Par ailleurs, les organisations syndicales, qui ne produiront pas les éléments d’appréciation de la représentativité dans les délais réglementaires, peuvent être considérées non représentatives, conformément aux dispositions de l’article 37 bis de la loi n°90-14, a précisé le département de Mourad Zemali.

Les syndicats s’interrogent sur les motivations de cette « opération bureaucratique», d’autant que ces procédures sont effectuées, conformément aux textes en vigueur, depuis des années.
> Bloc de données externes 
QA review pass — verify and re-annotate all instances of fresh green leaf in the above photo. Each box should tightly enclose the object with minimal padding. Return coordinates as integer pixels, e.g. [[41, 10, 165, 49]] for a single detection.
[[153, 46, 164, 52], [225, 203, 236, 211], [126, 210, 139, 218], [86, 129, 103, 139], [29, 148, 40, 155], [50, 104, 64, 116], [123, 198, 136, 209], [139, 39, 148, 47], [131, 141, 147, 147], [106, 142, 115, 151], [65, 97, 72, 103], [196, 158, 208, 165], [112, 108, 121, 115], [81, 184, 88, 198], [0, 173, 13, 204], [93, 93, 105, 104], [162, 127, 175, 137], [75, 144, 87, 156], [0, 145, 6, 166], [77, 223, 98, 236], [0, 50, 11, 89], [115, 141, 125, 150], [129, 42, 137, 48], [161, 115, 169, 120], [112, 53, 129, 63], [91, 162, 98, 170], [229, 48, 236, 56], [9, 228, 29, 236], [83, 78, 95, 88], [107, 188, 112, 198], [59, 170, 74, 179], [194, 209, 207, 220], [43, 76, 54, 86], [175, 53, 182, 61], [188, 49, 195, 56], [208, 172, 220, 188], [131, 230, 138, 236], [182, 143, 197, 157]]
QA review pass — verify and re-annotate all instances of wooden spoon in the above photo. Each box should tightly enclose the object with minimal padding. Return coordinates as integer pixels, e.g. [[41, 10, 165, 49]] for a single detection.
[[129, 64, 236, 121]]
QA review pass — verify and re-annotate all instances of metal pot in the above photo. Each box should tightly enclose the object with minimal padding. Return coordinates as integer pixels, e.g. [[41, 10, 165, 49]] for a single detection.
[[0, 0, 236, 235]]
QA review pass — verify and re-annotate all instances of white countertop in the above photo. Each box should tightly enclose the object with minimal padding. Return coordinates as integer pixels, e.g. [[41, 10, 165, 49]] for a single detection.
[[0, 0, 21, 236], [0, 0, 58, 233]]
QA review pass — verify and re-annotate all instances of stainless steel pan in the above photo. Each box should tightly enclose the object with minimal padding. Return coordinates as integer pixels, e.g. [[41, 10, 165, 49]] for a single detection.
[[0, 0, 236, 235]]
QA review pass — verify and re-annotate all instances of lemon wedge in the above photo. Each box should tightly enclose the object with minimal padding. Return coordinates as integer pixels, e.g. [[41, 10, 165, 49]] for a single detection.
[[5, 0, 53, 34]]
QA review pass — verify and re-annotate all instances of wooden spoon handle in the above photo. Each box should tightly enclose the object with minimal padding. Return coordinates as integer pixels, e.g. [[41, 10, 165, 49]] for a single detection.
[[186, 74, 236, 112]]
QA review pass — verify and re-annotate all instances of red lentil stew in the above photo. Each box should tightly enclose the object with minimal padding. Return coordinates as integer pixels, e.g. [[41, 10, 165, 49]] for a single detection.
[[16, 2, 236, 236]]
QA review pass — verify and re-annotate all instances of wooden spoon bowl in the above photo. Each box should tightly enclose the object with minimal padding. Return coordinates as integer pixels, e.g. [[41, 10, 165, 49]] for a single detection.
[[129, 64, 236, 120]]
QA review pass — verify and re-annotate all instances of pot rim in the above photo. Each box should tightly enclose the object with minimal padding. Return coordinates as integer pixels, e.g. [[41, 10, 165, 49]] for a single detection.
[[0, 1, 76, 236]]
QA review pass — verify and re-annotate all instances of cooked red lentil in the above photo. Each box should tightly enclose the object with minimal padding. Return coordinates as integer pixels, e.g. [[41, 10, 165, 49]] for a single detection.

Il est exigé 20% de représentativité pour un syndicat pour pouvoir être associé dans des négociations, « mais c’est le gouvernement qui bafoue cet article en négociant des textes et des dispositions avec des syndicats fantoches qui n’ont aucune assise sur le terrain», affirme le Dr Merabet.

Empêcher les grèves

Des syndicats de l’éducation considèrent que la procédure de M. Zemali pour quantifier la représentativité des organisations syndicats engagera le gouvernement et les syndicats « dans une guerre des chiffres inutile», selon Idir Achour, porte-parole du Conseil des lycées d’Algérie, qui estime que le taux de 20% de représentativité exigé en Algérie « est exagéré».

Au Maroc, ce taux est de 6%, en Tunisie, il est de 10% et en France, il de 5%, souligne M. Achour ; relevant la contradiction dans les dispositions du code du travail « qui prétend d’un côté la liberté de création de syndicats, et freine d’une autre la participation à tout débat sur les questions concernant directement les travailleurs».

Meziane Meriane, coordinateur national du Snapest, s’interroge également sur les motivations réelles du ministère, sachant que les organisations syndicales se sont conformées à la législation « volontairement».

Et, ajoute M. Meriane, « ce n’est pas l’entrave de la liberté d’exercice syndical, que cache cette nouvelle procédure exigée par le département du Travail, qui mettra fin aux grèves ni aux mouvements de protestations, objectifs réels du gouvernement».

Le Conseil national autonome du personnel enseignant du secteur ternaire de l’éducation (Cnapeste) dénonce « l’acharnement» du gouvernement. « L’appel renouvelé à maintes reprises vise en fait le Cnapeste qui menace de reprendre la grève», souligne le premier responsable de ce syndicat, Salim Ouilha.

Ce syndicat estime que le gouvernement cherche à dresser des difficultés devant le Cnapeste dans sa démarche de réunir tous les renseignements concernant les adhérents au syndicat et la réalisation du fichier demandé. « L’objectif visé est d’empêcher le Cnapeste de déclencher sa nouvelle grève du 9 avril, dont le préavis a été déposé hier», souligne Salim Ouilha.